Firstly the phrase ‘To cut (or not) the mustard’ is a direct reference to the uncommonly sharp knives needed for this task (apparently due to the nature of the fibres in a mustard plant). It strikes me that the phrase ‘To cut(or not) the ice may well also refer to the suitability of tools - ice is cut using saws, rather than knives, but the extension seems to hold, as saw technology and metallurgy from the presumed period of origin of the phrase would indicate that only a saw of above average quality steel would last, due to the induced brittleness caused by the low temperature, the naturally hard nature of ice, and the need for the tool to melt the ice at the teeth as much as cut it away. I briefly tried my hand at ice sculpture many years ago, with a chainsaw, and can attest to ice blunting the teeth at least as readily as hardwoods.

Secondly, in Patrick O’Brian’s example, the phrase is ‘Cuts no ice with me’. This could be a reference to the difficulty of using a double-ended saw on blocks of ice. From what I can determine, the method used before machinery was to cut large blocks of ice from the water surface using a single-ended saw, which blocks would then be hauled up on land to be chopped up smaller and packed in straw for shipping. The most efficient pre-machinery way of cutting a block of ice after it was brought to shore would have been a double-ended saw, operated by two men. Anyone having tried to use one of these (I have only tried this on wood) will know that without experience both of the tool and of each other, it is not easy for a pair to work efficiently, and the saw often suffers as a result. Perhaps that effect was exacerbated in ice, with a more brittle saw blade, and a greater need to keep the saw moving fast (as ice will reform around the teeth if the saw stops), making the quality of ones partner, and familiarity with working together, even more important (considering the high cost at the time of precision items such as saws).
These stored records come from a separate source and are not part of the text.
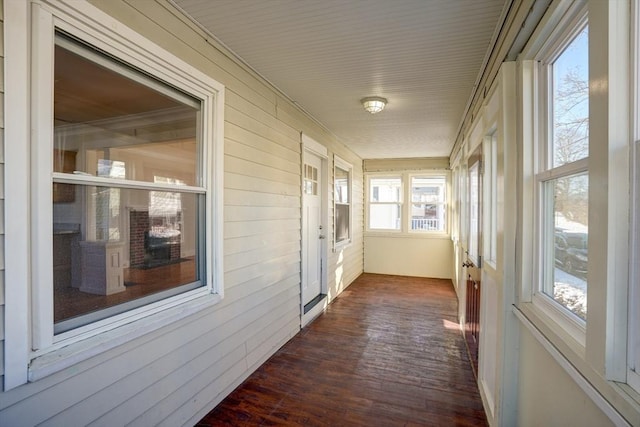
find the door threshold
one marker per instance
(308, 306)
(313, 309)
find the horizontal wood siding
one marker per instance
(175, 375)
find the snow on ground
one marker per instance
(570, 291)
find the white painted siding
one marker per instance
(2, 198)
(174, 375)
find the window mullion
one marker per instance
(66, 178)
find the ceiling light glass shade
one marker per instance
(374, 104)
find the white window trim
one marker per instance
(445, 203)
(344, 165)
(382, 231)
(99, 29)
(563, 31)
(490, 189)
(405, 202)
(632, 364)
(597, 362)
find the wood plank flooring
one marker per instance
(387, 352)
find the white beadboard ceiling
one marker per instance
(424, 56)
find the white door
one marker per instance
(313, 229)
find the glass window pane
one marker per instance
(570, 242)
(384, 217)
(428, 210)
(114, 246)
(110, 124)
(341, 182)
(570, 80)
(342, 223)
(385, 189)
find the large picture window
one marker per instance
(118, 210)
(563, 177)
(127, 189)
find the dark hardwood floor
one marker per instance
(387, 352)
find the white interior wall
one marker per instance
(176, 374)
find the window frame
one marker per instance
(444, 203)
(29, 322)
(399, 203)
(632, 364)
(544, 174)
(347, 167)
(406, 203)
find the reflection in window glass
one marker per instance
(118, 248)
(570, 235)
(124, 254)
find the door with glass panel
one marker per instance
(473, 262)
(314, 232)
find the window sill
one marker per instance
(618, 401)
(56, 360)
(405, 235)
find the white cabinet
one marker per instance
(101, 270)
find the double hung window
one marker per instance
(385, 203)
(426, 211)
(563, 176)
(428, 203)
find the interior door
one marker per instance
(313, 228)
(474, 258)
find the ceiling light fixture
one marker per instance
(373, 104)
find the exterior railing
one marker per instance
(432, 224)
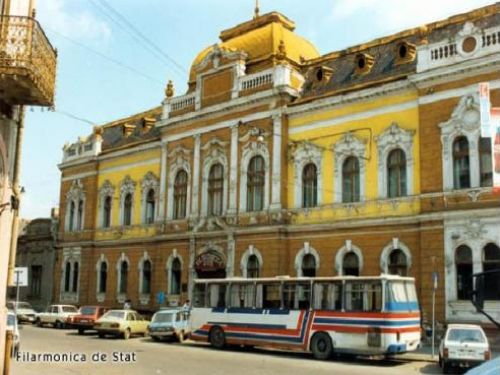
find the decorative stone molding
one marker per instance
(150, 181)
(168, 267)
(214, 152)
(464, 121)
(179, 159)
(343, 251)
(307, 249)
(244, 259)
(395, 244)
(106, 190)
(127, 186)
(349, 145)
(250, 150)
(394, 137)
(304, 154)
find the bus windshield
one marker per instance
(401, 296)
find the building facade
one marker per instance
(280, 161)
(36, 250)
(27, 77)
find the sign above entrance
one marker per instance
(209, 261)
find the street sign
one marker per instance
(484, 109)
(20, 276)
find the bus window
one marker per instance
(199, 295)
(242, 295)
(296, 296)
(328, 296)
(217, 295)
(268, 296)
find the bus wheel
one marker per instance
(217, 338)
(321, 346)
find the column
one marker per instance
(196, 176)
(163, 183)
(233, 174)
(276, 177)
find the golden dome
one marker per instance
(260, 39)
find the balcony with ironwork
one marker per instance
(27, 63)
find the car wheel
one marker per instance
(321, 346)
(126, 334)
(217, 337)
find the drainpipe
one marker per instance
(16, 196)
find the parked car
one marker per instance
(124, 323)
(56, 315)
(169, 324)
(463, 345)
(24, 311)
(86, 318)
(14, 328)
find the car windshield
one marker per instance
(11, 320)
(87, 310)
(163, 317)
(114, 315)
(465, 335)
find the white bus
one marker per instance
(348, 314)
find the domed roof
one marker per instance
(260, 39)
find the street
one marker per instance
(91, 355)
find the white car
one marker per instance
(24, 311)
(57, 315)
(13, 327)
(463, 345)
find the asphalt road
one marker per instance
(143, 356)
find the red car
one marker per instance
(86, 318)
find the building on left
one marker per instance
(27, 78)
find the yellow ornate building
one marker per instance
(280, 161)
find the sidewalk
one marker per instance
(424, 354)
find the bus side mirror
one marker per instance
(478, 294)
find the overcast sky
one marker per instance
(92, 87)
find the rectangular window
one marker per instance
(328, 296)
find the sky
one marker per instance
(106, 72)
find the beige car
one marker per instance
(121, 323)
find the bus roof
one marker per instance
(288, 278)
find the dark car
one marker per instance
(86, 318)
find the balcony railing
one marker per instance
(27, 62)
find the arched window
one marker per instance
(150, 207)
(175, 277)
(106, 214)
(398, 264)
(396, 174)
(180, 194)
(485, 164)
(79, 221)
(255, 184)
(215, 189)
(463, 264)
(350, 265)
(103, 277)
(308, 266)
(71, 224)
(253, 266)
(350, 180)
(146, 277)
(309, 186)
(67, 276)
(461, 166)
(127, 210)
(74, 288)
(491, 261)
(123, 277)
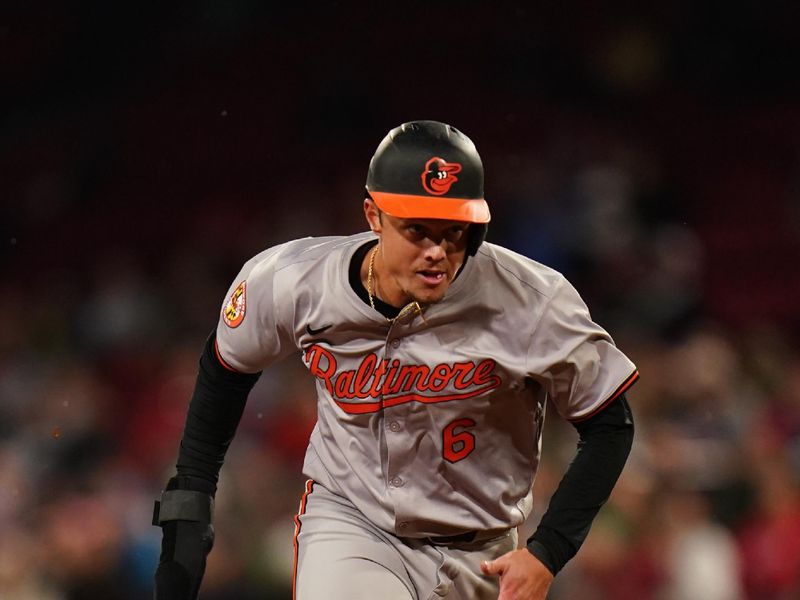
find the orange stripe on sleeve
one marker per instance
(632, 378)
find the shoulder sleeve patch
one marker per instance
(233, 313)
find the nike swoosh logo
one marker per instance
(317, 331)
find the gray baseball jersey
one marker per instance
(430, 424)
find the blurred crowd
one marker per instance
(671, 202)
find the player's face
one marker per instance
(417, 259)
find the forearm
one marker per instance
(603, 449)
(214, 413)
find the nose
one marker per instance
(436, 251)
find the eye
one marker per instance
(456, 232)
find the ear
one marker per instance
(372, 214)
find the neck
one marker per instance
(374, 284)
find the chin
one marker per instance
(429, 296)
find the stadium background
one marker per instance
(650, 153)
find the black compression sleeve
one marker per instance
(605, 442)
(214, 413)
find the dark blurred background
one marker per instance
(649, 152)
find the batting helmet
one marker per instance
(430, 170)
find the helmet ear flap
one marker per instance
(477, 234)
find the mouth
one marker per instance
(432, 277)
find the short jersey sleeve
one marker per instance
(576, 359)
(253, 331)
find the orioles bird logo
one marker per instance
(233, 313)
(439, 175)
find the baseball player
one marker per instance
(434, 353)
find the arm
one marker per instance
(603, 448)
(185, 509)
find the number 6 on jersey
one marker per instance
(457, 446)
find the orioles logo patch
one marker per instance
(233, 313)
(439, 175)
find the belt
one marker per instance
(465, 538)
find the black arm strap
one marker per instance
(183, 505)
(605, 442)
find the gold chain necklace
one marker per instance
(413, 305)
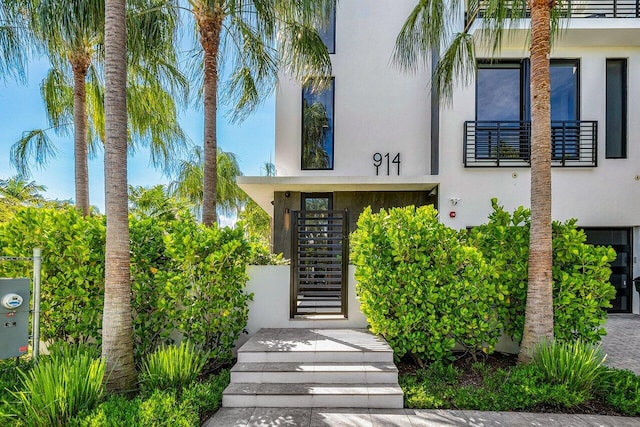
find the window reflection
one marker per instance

Perhaps the grits ‘cut no ice with‘ Mr Adams because they were unable to metaphorically harmonise, or act as a team, possibly as a reference to the harmony (or lack thereof) of the digestive processes after eating grits.

To ‘break the ice’ or ‘cut the ice’ between two people seems idiomatic enough, with the meaning of somehow overcoming shyness in the first, and insult or bad feeling in the second, and this may indicate a reference to a metaphorical temperature of ‘relations’ between Mr Adams and his ‘hominy grits’.
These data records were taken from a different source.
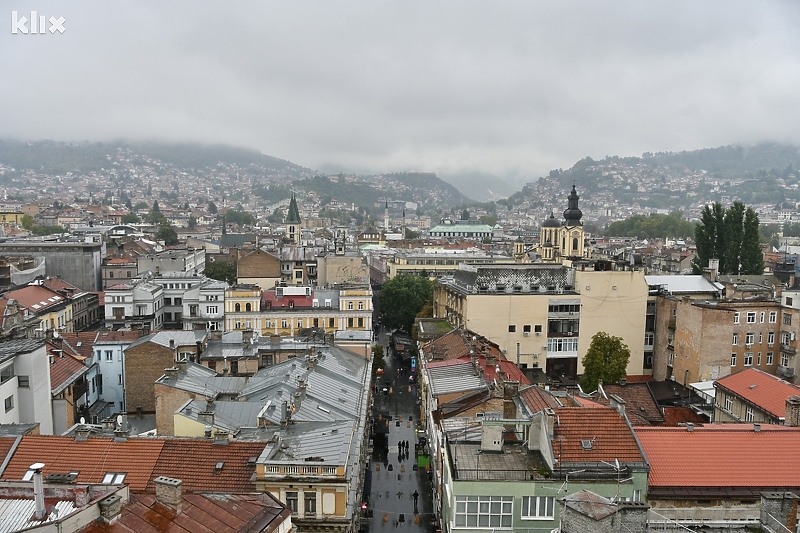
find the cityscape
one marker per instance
(354, 268)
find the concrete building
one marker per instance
(544, 316)
(136, 305)
(147, 357)
(77, 263)
(189, 261)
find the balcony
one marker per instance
(785, 348)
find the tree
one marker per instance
(606, 360)
(730, 235)
(221, 271)
(166, 233)
(130, 218)
(27, 222)
(402, 298)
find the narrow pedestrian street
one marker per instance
(398, 482)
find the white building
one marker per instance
(25, 384)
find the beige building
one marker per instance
(545, 315)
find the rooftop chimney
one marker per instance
(110, 508)
(792, 416)
(169, 492)
(38, 489)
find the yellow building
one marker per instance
(287, 310)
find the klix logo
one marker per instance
(36, 25)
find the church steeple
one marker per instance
(573, 215)
(293, 222)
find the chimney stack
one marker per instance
(38, 489)
(110, 508)
(169, 492)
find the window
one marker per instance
(291, 501)
(537, 507)
(310, 502)
(113, 478)
(6, 373)
(484, 511)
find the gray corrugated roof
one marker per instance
(447, 379)
(683, 284)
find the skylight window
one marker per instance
(113, 478)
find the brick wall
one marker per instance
(144, 364)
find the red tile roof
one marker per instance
(761, 389)
(201, 474)
(142, 460)
(200, 513)
(92, 458)
(609, 433)
(722, 455)
(680, 415)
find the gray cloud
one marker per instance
(513, 87)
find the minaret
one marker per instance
(293, 222)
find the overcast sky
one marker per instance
(510, 87)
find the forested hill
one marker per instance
(763, 173)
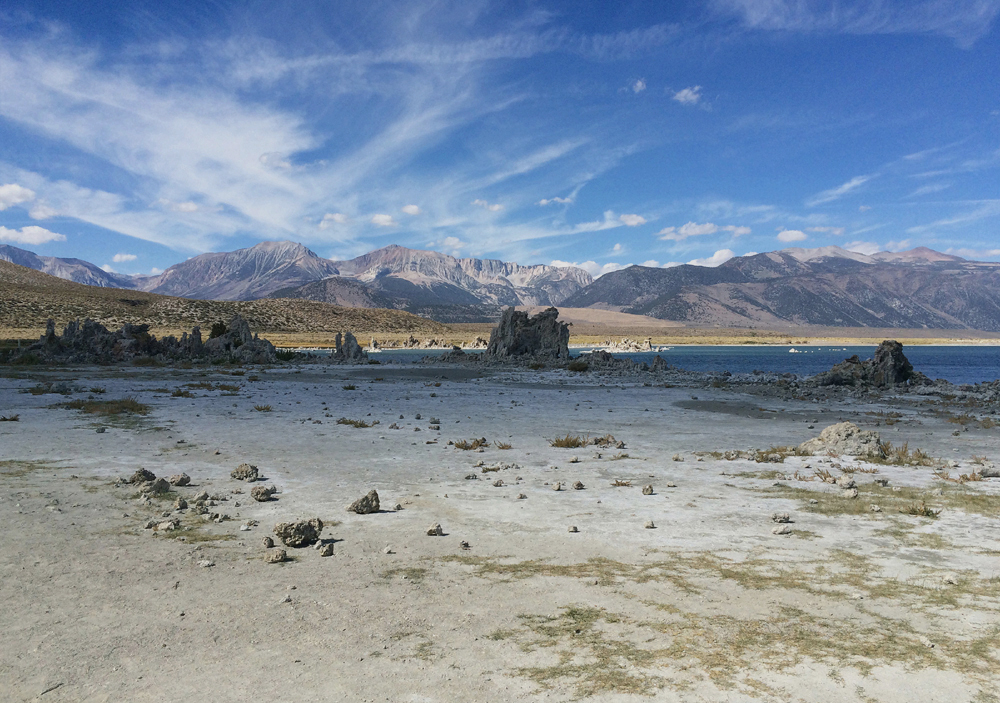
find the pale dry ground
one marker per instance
(709, 606)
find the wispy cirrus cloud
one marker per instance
(695, 229)
(840, 191)
(31, 235)
(964, 21)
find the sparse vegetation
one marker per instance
(468, 445)
(127, 405)
(356, 423)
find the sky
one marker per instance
(136, 135)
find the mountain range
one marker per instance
(920, 288)
(827, 286)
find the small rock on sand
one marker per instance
(275, 556)
(301, 533)
(158, 486)
(142, 476)
(366, 504)
(245, 472)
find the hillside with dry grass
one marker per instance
(28, 298)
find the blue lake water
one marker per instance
(958, 364)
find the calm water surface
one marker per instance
(954, 363)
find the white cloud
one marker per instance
(836, 231)
(383, 220)
(42, 212)
(719, 257)
(792, 235)
(694, 229)
(974, 253)
(492, 207)
(866, 248)
(14, 194)
(632, 220)
(688, 96)
(592, 267)
(454, 244)
(835, 193)
(30, 235)
(332, 218)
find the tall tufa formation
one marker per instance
(518, 335)
(889, 368)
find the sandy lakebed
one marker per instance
(709, 605)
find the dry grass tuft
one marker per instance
(570, 442)
(356, 423)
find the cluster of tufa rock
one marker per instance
(847, 439)
(91, 342)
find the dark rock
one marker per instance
(347, 349)
(142, 476)
(889, 368)
(262, 494)
(366, 504)
(518, 335)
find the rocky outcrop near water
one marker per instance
(519, 335)
(347, 350)
(888, 368)
(90, 342)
The trade of ice cutting and shipping was seasonal and very dependent on the vagaries of weather, and therefore ice cutters would have been very much working against the clock, especially in areas and periods where the ice harvest would only be available for a couple of weeks a year. Perhaps the reference is based on the need for very dedicated, efficient and hearty men to make the trade profitable, with the extension that an item which ‘cuts no ice with’ someone would not be chosen for the task due to some weakness or failing or general lack of suitability for the job.

Incidentally ice has been stored for food preservation since antiquity, with examples of Egyptian, Persian, Chinese and Roman ice houses still in existence. I found an unsubstantiated reference to them being in use in Babylon and Mesopotamia in general. Alexander was said to have built the first Greek ice house, the sale and use of ice (presumably cut) was apparently common even among the lower income classes in ancient Greece.
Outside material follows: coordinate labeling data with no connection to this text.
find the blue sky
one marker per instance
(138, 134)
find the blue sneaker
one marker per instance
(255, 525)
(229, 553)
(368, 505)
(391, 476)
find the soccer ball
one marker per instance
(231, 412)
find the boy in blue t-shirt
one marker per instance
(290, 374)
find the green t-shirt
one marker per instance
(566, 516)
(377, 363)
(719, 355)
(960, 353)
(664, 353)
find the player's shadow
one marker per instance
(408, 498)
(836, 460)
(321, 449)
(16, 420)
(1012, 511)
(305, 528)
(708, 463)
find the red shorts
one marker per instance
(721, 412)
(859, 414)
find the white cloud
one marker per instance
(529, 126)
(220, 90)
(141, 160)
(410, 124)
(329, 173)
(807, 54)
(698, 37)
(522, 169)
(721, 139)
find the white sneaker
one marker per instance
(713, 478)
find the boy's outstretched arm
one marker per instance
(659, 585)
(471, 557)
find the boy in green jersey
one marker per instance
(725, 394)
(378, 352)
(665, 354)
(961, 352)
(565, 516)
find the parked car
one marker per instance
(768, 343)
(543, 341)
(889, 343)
I also came across this definition from an online dictionary;

‘cut no ice with somebody’
if something cuts no ice with someone, it does not cause them to change their opinion or decision - I’ve heard her excuses and they cut no ice with me.

Cambridge Idioms Dictionary, 2nd ed. Copyright © Cambridge University Press 2006.

Personally I can’t quite reconcile that with the actual nature of ice or ice cutting, nor with Mr Adams usage relative to his grits.

Appreciate any comments..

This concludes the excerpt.